One subject in the posturing group developed an intraretinal macular haemorrhage resulting from iatrogenic trauma to the inner retinal trauma during the ILM peel. No other adverse effects were identified. In all, 10 out of 11 subjects in the posturing group and nine out of nine subjects in the non-posturing group stated 1 week after surgery that they would be prepared to undergo the same procedure again if the macular hole does not close given a 50 : 50 chance of successful hole closure and an improvement in vision. One patient in the posturing group stated that the prospect of posturing again would deter him from further surgery.

Discussion

Until recently, good evidence for any benefit of face-down positioning following surgery for macular holes has been lacking. Several non-randomised comparative series report high rates of anatomical closure with limited or no face-down positioning at all.7, 8, 9, 10 In 2008, however, Guillaubey et al17 reported the results of a RCT that suggested that face-down positioning for 5 days can improve the likelihood of hole closure, particularly closure of large holes. In their study, however, nearly half of the eyes underwent combined phaco-vitrectomy. Simultaneous cataract surgery may facilitate a more complete vitrectomy enabling injection of a larger volume of gas than in phakic eyes, which could reduce the need for face-down positioning in this group of subjects. This has been investigated in a companion study18 that suggests no benefit from posturing when vitrectomy is combined with cataract surgery. Furthermore, Guillaubey et al arbitrarily used a range of tamponade gases according to the size of the macular hole and acknowledged that this could also be a source of potential bias. Systematic reviews and meta-analyses of the relevant trials are limited by significant differences in the surgical techniques used, post-operative positioning regimes prescribed and outcome measures reported.14 There is a consensus that appropriately designed randomised controlled studies are required to investigate this question.19, 20 The aim of this pilot RCT was to explore the feasibility of a definitive trial to determine the value of face-down positioning following vitrectomy, ILM peeling, and C3F8 gas tamponade for full-thickness macular holes, without simultaneous phacoemulsification. In our study, we observed an anatomical closure rate of 93.3% and a mean visual acuity gain of 0.23 logMAR unit in the posturing group, a result that is consistent with previously published data.17, 21 In the non-posturing group, in contrast, we found a MH closure rate of only 60% and a mean visual acuity gain of 0.05 logMAR unit. The non-posturing group may have a worse outcome because of increased risk of cataract.11 The visual acuity outcomes in this study are less good than those in our companion study.18 This difference may reflect the effect of lens opacities in subjects in this study and the earlier assessment of outcome (6 weeks vs 6 months).
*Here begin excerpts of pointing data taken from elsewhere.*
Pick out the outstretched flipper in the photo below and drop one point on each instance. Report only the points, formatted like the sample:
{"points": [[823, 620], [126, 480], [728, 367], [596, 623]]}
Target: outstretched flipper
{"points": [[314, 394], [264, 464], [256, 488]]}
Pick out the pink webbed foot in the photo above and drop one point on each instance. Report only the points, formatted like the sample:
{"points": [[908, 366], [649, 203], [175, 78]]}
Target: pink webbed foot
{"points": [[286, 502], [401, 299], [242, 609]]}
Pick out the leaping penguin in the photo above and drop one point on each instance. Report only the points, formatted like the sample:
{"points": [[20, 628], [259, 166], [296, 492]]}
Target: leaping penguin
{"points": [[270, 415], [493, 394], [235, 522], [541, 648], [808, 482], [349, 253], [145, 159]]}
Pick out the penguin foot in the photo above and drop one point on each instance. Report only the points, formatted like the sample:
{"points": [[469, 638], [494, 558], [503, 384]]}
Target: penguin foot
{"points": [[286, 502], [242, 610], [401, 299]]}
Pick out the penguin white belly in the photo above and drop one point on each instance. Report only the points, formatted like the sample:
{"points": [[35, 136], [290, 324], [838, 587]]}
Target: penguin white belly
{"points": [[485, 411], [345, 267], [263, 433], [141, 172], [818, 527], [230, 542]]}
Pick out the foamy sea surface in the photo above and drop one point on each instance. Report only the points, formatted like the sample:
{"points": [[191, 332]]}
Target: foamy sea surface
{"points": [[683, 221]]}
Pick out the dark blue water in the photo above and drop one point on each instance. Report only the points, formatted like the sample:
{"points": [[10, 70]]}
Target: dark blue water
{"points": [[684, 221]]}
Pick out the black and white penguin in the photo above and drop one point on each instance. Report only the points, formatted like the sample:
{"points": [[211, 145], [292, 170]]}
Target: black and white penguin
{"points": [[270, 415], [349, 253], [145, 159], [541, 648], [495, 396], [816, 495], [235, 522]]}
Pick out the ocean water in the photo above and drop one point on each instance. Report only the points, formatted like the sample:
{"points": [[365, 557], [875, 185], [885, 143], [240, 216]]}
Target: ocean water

The results of this study are consistent with those of Guillaubey et al17 in suggesting that post-operative face-down positioning can improve the likelihood of macular hole closure. The possible benefit of face-down positioning appears to be relevant to macular holes of greater than 400 μm in diameter. We are not able to make firm conclusions from this trial, because the number of eyes is small.

However, we calculated that a two-group χ2-test with a 0.05 two-sided significance level will have 90% power to detect the difference between a group 1 proportion of 0.9 and a group 2 proportion of 0.6, when the sample size in each group is 42. A definitive RCT will therefore need to include a minimum of 42 eyes in each arm to be able to determine the value of face-down positioning, with confidence in eyes that undergo vitrectomy and ILM peel without simultaneous cataract surgery.